Keywords

1 Introduction

Nowadays, in many speech processing tasks, such as speech recognition and synthesis, really large speech corpora are utilized. These speech corpora usually contain several hours of speech or even more. To achieve possibly best results, an appropriate annotation of the recorded utterances is often necessary. In connection with using the large speech corpora, the automatic phonetic and prosodic annotation of speech [7] became an important task. This paper deals with 2 basic problems: the correction of the improper prosodeme/phrase type and the detection of new phrase borders.

1.1 Prosody Model

For our purposes, we used the formal prosody model proposed by Romportl [5]. On the basis of this model, an utterance is divided into prosodic clauses separated by short pauses. Each prosodic clause includes one or more prosodic phrases containing certain continuous intonation schemes. Furthermore, phrases are composed of prosodic words. The communication function the speaker intends the phrase to have (the type of the phrase) is supposed to be linked with the last prosodic word in the phrase. For this purposes, so called prosodemes are defined. The last prosodic word is linked with a functionally involved prosodeme, other words with null prosodemes. For the Czech language, the following basic classes of functionally involved prosodemes were defined [5]:

  1. P1

    – terminating satisfactorily (in declarative sentences)

  2. P2

    – terminating unsatisfactorily (in questions)

  3. P3

    – non-terminating (in non-terminal phrases of compound sentences)

Since this research is limited to the declarative sentences and neutral speech (i.e. without emphasis, expressions etc.), prosodemes P0, P1.1 and P3.1 were applied. According to the theoretical assumption, all the compound sentences consist of several phrases, where the last one is terminated with prosodeme P1.1 and the other phrases end with P3.1; see a simple example in Fig. 1.

Fig. 1.
figure 1

Declarative compound sentence “Málokdo věří, že by mohl zvítězit.” (“Few believe that he could win.”). This prosodeme combination corresponds to the prosody model: the first phrase ends with P3.1 prosodeme and the last one with P1.1.

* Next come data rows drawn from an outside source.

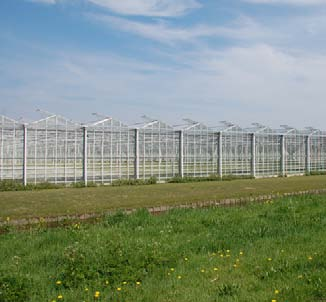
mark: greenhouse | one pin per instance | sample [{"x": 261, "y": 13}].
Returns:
[{"x": 57, "y": 150}]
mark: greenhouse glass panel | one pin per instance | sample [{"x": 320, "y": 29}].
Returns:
[
  {"x": 54, "y": 151},
  {"x": 158, "y": 151},
  {"x": 11, "y": 149},
  {"x": 111, "y": 151}
]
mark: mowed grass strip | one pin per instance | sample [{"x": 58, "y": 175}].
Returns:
[
  {"x": 69, "y": 201},
  {"x": 274, "y": 251}
]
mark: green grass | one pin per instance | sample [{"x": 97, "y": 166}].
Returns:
[
  {"x": 176, "y": 256},
  {"x": 67, "y": 201}
]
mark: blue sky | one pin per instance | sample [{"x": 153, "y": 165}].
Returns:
[{"x": 239, "y": 60}]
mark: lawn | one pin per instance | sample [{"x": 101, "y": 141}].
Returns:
[
  {"x": 68, "y": 201},
  {"x": 274, "y": 251}
]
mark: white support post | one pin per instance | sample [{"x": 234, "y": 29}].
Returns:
[
  {"x": 85, "y": 155},
  {"x": 181, "y": 171},
  {"x": 220, "y": 155},
  {"x": 308, "y": 155},
  {"x": 282, "y": 157},
  {"x": 253, "y": 155},
  {"x": 136, "y": 154},
  {"x": 25, "y": 155}
]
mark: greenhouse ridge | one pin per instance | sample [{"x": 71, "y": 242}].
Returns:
[{"x": 56, "y": 149}]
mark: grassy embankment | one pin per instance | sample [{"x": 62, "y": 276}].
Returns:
[
  {"x": 260, "y": 252},
  {"x": 41, "y": 203}
]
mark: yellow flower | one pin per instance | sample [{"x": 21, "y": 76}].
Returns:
[{"x": 97, "y": 294}]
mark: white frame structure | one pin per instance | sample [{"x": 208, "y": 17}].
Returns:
[{"x": 58, "y": 150}]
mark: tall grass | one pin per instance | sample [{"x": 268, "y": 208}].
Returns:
[{"x": 260, "y": 252}]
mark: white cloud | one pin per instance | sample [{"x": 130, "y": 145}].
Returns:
[
  {"x": 44, "y": 1},
  {"x": 289, "y": 2},
  {"x": 242, "y": 84},
  {"x": 158, "y": 8},
  {"x": 242, "y": 29}
]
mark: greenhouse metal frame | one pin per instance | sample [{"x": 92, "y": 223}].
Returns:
[{"x": 57, "y": 150}]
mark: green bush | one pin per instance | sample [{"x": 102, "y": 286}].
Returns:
[
  {"x": 134, "y": 182},
  {"x": 13, "y": 185},
  {"x": 82, "y": 184},
  {"x": 213, "y": 177},
  {"x": 13, "y": 289}
]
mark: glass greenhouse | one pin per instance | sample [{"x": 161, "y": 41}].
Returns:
[{"x": 56, "y": 149}]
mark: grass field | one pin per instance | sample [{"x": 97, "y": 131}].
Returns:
[
  {"x": 274, "y": 251},
  {"x": 22, "y": 204}
]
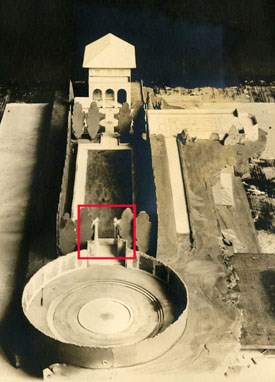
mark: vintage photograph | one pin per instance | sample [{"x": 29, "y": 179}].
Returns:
[{"x": 137, "y": 191}]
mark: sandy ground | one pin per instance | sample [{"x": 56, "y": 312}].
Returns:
[{"x": 209, "y": 348}]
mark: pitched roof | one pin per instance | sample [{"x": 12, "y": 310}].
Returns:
[{"x": 109, "y": 52}]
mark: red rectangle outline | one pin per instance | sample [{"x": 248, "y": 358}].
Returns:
[{"x": 134, "y": 208}]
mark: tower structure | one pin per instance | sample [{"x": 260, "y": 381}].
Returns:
[{"x": 109, "y": 60}]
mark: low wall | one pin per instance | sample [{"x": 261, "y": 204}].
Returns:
[{"x": 66, "y": 192}]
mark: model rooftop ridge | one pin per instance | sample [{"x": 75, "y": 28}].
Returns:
[{"x": 109, "y": 51}]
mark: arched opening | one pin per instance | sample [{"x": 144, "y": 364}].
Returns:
[
  {"x": 97, "y": 95},
  {"x": 109, "y": 97},
  {"x": 121, "y": 96}
]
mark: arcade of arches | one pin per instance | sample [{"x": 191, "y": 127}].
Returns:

Particular prosodemes are linked with specific speech features: P1.1 is characteristic with a pitch decrease within its last syllable and a pitch increase is typical for P3.1. Beside the pitch shape (which is the most relevant), spectral features, duration and energy can be important for particular prosodemes. Naturally, particular types of phrases do not vary solely within their last prosodic words. Some specific prosodic differences can be present throughout the whole utterances. However, those differencies are often rather content-related (e.g. emphasis on some key words) and a more complex prosody model would be required. The utilized prosody model seems to be adequate for the phrase classification [1].

1.2 Problems in Real Speech

In real speech data, a different prosodeme than expected could be present. A typical example is a compound sentence split into several independent sentences. Within the compound sentence, all phrases (except the last one) should be terminated with the prosodeme P3.1. However, when the link between particular phrases is weak, the utterance can be split into independent sentences which are naturally terminated by the prosodeme P1.1. This is illustrated in Fig. 2.

Fig. 2.
figure 2

Declarative compound sentence “My jsme ekonomické oddělení, ne detektivní kancelář.” (“We are the economic department, not a detective agency.”). The first phrase is terminated by an evident prosodeme P1.1.

In the Czech text, particular phrases are supposed to be separated by punctuation marks, usually commasFootnote 1. Corresponding segments of speech are supposed to be prosodic phrases ended by functionally involved prosodemes. However, this theoretical assumption is not always fulfilled: Pauses can appear inside text phrases, especially when they are long. Or contrarily, more text phrases can be uttered together without indication of any functionally involved prosodeme. Moreover, the pause absence does not always lead to the absence of a functionally involved prosodeme; please compare Figs. 3 and 4.

Fig. 3.
figure 3

Declarative compound sentence “Aby cíle dosáhl, musí mít výsledky.” (“To achieve the goal, the results are necessary.”). Though there is no pause, the prosodeme P3.1 terminating the first part is obvious.

Fig. 4.
figure 4

Declarative compound sentence “Nevím, kdo jiný by jim mohl pomoci.” (“I don’t know who else could help them.”). The punctuation in text has no evident impact on prosody realization; neither pause nor functional prosodeme are present.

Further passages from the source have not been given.